115 S.W.3d 892, 2003 Tenn. App. LEXIS 219
CourtCourt of Appeals of Tennessee
DecidedMarch 17, 2003
StatusPublished
Cited by34 cases

This text of 115 S.W.3d 892 (March v. Levine) is published on Counsel Stack Legal Research, covering Court of Appeals of Tennessee primary law. Counsel Stack provides free access to over 12 million legal documents including statutes, case law, regulations, and constitutions.

Bluebook
March v. Levine, 115 S.W.3d 892, 2003 Tenn. App. LEXIS 219 (Tenn. Ct. App. 2003).

Opinions

[894]*894WILLIAM B. CAIN, J.,

delivered the opinion of the court,

in which BEN H. CANTRELL, P.J., joined. JEFFREY F. STEWART, Sp. J., filed a dissenting opinion.

OPINION

This matter is a dispute between Absentee Janet March’s parents, Lawrence and Carolyn Levine, and her husband, Perry March. The case began as an in rem battle over the Absentee’s property after Perry March opened an absentee estate following Janet’s disappearance.
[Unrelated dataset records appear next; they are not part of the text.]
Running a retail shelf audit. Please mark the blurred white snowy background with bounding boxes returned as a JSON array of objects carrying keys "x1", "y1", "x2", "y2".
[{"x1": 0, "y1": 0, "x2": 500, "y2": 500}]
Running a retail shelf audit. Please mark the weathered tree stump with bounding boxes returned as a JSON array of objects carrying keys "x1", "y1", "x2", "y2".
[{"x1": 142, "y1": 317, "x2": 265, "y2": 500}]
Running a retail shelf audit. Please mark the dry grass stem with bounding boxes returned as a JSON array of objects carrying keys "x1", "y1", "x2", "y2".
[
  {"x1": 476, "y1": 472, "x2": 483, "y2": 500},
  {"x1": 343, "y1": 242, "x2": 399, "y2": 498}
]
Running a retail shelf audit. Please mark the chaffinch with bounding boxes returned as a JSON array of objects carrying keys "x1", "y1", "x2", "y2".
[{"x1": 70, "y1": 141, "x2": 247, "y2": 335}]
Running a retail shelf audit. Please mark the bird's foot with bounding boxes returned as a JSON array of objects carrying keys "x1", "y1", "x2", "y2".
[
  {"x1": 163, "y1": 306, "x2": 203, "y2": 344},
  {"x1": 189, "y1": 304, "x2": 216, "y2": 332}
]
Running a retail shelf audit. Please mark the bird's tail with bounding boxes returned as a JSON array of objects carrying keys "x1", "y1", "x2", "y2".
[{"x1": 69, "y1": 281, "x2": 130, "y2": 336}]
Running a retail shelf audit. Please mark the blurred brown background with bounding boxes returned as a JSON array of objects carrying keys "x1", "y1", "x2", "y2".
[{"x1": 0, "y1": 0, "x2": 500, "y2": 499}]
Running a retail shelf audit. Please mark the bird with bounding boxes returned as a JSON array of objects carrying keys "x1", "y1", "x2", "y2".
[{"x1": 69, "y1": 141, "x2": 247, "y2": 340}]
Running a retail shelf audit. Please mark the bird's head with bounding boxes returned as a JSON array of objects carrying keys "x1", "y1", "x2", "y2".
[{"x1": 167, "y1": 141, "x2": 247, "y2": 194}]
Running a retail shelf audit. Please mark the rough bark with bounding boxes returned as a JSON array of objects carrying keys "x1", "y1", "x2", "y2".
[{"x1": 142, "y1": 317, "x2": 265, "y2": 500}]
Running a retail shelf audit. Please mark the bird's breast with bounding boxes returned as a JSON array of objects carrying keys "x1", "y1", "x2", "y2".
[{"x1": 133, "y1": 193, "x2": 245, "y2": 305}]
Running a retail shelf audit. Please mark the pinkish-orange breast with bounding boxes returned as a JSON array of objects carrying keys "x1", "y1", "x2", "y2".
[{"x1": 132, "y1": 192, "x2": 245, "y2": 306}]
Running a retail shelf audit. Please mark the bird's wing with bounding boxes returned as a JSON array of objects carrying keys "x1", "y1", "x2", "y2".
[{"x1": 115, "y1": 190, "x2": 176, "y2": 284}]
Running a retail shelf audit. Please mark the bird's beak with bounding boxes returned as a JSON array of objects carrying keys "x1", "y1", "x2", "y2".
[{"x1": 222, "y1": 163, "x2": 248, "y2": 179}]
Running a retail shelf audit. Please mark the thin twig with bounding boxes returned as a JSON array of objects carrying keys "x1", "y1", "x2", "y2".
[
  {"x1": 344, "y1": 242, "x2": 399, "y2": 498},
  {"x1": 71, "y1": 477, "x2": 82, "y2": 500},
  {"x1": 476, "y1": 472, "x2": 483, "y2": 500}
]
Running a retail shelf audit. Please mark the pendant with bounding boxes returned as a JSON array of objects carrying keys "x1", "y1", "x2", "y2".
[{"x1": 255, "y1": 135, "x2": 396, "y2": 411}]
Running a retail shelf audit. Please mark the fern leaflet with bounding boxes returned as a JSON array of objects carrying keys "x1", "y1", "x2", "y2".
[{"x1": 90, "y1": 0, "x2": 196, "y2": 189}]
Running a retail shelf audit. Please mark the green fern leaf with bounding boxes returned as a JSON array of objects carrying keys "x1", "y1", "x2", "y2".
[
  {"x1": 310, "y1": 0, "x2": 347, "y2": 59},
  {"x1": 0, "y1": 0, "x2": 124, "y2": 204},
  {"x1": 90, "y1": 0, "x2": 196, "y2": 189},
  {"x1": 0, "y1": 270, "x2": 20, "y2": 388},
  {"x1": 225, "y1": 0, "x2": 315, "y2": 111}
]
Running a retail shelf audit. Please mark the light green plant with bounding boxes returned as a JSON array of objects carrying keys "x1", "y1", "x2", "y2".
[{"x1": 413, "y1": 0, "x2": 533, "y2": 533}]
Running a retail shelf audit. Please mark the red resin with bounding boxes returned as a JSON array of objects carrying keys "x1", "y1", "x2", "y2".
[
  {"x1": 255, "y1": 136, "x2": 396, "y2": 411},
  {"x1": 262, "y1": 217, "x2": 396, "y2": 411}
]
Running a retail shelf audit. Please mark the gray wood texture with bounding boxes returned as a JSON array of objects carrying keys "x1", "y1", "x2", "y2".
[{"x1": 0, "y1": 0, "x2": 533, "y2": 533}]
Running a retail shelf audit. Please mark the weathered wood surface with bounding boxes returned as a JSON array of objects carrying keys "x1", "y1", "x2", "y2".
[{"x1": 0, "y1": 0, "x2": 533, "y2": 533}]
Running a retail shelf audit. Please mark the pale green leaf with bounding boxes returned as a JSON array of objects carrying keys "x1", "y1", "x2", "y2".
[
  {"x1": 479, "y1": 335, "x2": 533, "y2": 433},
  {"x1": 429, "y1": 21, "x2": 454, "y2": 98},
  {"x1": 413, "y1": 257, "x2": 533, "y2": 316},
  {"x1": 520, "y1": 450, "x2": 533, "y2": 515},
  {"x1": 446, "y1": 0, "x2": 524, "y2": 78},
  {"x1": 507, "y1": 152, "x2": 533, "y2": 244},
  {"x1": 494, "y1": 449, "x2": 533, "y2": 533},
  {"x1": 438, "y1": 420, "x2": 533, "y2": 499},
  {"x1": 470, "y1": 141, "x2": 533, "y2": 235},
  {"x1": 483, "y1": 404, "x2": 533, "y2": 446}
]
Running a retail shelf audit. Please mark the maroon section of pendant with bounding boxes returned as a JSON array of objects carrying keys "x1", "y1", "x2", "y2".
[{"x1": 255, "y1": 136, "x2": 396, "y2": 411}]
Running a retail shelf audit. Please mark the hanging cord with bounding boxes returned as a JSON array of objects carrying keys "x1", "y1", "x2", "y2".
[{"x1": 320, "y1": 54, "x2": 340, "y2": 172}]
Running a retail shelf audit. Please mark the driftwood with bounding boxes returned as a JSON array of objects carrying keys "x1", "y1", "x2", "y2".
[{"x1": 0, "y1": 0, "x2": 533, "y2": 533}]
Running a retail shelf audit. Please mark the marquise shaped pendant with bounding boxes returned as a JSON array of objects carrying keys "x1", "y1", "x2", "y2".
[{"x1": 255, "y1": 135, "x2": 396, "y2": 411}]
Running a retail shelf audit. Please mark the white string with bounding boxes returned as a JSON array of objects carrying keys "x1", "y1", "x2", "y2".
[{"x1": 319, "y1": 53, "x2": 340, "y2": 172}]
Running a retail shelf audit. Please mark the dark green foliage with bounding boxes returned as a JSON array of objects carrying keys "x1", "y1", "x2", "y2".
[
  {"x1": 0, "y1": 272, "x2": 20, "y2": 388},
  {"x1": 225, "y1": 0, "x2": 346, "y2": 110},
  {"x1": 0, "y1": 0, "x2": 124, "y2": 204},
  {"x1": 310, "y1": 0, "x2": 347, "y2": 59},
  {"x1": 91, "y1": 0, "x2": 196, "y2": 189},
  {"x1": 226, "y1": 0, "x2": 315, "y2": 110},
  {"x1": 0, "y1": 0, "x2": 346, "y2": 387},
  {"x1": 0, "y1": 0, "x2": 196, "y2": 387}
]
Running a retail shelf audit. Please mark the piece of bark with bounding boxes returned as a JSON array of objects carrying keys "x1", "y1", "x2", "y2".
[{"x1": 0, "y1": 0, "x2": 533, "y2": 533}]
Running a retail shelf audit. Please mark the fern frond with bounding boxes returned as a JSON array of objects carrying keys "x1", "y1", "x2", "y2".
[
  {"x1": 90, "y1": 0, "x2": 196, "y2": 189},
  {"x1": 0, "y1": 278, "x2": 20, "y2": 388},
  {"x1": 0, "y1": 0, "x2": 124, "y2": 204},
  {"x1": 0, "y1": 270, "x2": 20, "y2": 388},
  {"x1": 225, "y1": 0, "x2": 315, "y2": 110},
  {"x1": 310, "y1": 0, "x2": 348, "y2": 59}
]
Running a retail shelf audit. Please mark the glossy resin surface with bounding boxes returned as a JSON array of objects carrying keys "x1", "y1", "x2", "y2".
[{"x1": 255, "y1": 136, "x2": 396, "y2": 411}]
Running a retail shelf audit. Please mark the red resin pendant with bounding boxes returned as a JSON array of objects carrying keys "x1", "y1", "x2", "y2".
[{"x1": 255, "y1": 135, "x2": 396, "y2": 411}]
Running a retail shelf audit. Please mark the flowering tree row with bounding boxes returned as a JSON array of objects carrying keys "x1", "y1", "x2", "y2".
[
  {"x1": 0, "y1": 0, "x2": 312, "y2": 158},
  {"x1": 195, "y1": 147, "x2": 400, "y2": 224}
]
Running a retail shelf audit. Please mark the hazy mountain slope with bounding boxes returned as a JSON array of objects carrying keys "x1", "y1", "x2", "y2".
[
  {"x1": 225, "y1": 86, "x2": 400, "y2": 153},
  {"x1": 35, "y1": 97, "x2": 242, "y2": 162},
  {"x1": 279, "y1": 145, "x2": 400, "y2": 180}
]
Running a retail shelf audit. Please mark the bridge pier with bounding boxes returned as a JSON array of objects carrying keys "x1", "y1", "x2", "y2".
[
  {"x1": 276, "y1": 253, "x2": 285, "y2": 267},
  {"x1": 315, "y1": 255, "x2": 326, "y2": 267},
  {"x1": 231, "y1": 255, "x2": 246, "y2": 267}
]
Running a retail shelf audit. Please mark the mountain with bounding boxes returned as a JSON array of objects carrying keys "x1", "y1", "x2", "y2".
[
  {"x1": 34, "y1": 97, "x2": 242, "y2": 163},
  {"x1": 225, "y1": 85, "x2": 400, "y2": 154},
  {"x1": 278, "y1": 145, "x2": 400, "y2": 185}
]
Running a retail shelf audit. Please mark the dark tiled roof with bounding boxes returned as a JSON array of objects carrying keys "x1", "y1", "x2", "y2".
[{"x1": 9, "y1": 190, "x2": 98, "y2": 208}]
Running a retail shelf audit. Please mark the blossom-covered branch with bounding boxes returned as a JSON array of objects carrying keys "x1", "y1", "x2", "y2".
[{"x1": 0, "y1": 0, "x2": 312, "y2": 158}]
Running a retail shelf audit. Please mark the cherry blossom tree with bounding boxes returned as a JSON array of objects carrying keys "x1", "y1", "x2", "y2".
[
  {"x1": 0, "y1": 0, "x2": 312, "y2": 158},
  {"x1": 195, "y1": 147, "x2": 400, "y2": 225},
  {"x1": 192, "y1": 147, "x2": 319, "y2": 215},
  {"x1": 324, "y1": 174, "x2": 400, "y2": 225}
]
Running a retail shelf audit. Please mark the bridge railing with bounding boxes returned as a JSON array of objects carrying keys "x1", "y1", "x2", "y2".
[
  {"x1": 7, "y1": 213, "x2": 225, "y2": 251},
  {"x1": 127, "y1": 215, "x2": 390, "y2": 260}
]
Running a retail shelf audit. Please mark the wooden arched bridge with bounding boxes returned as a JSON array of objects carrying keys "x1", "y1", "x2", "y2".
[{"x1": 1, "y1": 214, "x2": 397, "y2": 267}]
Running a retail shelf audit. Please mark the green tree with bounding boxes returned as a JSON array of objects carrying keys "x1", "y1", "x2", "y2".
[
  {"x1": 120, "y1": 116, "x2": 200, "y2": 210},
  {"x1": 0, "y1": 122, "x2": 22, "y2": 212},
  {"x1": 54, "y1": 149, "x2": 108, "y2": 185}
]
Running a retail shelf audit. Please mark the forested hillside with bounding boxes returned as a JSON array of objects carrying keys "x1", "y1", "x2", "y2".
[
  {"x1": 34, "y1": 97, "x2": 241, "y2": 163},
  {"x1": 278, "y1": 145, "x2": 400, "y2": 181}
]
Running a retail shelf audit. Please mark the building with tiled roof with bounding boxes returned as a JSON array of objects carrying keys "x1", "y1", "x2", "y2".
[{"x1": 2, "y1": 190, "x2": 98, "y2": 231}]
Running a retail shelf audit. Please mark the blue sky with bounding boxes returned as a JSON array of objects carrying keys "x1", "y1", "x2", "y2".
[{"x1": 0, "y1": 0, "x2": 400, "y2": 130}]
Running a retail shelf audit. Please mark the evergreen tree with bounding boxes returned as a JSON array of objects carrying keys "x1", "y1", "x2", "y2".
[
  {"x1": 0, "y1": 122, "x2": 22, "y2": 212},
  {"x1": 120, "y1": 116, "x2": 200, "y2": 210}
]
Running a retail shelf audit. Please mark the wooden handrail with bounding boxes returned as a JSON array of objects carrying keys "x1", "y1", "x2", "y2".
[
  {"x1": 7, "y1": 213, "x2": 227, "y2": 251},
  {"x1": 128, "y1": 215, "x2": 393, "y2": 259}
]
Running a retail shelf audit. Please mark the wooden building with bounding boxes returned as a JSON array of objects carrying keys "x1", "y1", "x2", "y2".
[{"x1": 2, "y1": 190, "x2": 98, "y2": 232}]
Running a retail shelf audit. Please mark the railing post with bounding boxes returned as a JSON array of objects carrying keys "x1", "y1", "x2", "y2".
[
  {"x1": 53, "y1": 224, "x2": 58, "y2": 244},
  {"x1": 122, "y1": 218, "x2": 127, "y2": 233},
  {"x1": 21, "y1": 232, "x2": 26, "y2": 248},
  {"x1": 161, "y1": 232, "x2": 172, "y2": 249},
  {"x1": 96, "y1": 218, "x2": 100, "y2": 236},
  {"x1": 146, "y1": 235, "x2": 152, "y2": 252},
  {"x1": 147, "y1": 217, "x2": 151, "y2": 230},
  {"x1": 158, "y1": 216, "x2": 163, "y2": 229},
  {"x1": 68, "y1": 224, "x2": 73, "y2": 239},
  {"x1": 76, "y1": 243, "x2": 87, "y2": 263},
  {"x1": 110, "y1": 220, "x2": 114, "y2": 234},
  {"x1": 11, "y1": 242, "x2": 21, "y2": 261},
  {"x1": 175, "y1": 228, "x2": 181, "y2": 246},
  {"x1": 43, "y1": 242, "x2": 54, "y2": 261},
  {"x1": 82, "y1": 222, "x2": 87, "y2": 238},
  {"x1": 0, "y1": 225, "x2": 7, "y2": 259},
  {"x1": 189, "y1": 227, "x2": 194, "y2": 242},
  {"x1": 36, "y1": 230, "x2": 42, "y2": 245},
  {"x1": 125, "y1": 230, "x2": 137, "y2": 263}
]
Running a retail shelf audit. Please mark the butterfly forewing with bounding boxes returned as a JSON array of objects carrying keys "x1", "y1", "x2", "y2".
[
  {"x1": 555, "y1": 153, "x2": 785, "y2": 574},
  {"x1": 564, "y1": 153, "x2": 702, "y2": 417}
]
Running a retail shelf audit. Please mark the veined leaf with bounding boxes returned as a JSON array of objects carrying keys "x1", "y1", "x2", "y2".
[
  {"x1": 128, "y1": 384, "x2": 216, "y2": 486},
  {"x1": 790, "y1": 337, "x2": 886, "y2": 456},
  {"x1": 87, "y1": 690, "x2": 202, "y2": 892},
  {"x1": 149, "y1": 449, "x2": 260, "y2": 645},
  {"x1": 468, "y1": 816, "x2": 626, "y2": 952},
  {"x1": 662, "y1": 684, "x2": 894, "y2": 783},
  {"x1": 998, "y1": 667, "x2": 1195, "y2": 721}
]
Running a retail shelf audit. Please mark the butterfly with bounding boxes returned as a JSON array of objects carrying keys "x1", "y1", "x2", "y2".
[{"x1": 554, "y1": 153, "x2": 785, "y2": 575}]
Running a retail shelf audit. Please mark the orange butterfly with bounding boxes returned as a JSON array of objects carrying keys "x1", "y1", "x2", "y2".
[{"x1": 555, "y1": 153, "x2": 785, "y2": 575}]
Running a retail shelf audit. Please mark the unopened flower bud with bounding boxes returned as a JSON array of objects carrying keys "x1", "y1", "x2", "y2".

However, the Levines, thirty-one months after the absentee estate was opened, asked to amend the proceedings and add a claim for wrongful death against Perry March. The court allowed the amendment. Perry March incurred citations for civil contempt of court, and the Levines were eventually granted a default judgment as a result of his contempt. A judgment for $113,500,000.00 in damages was entered against him. Perry March appealed. We find that the trial court abused its discretion in allowing the wrongful death action, and we reverse the trial court. The default judgment for wrongful death and the award for damages against Perry March are reversed.

Much of the history of this protracted litigation can be gleaned from the opinion of this Court in March v. Levine, No. 01-A-01-9708-PB-00437, 1999 WL 140760 (Tenn.Ct.App. March 17, 1999), the opinion of the United States District for the Middle District of Tennessee in March v. Levine, 136 F.Supp.2d 831 (M.D.Tenn.2000), and the opinion of the United States Sixth Circuit Court of Appeals in March v. Levine, 249 F.3d 462 (6th Cir.2001).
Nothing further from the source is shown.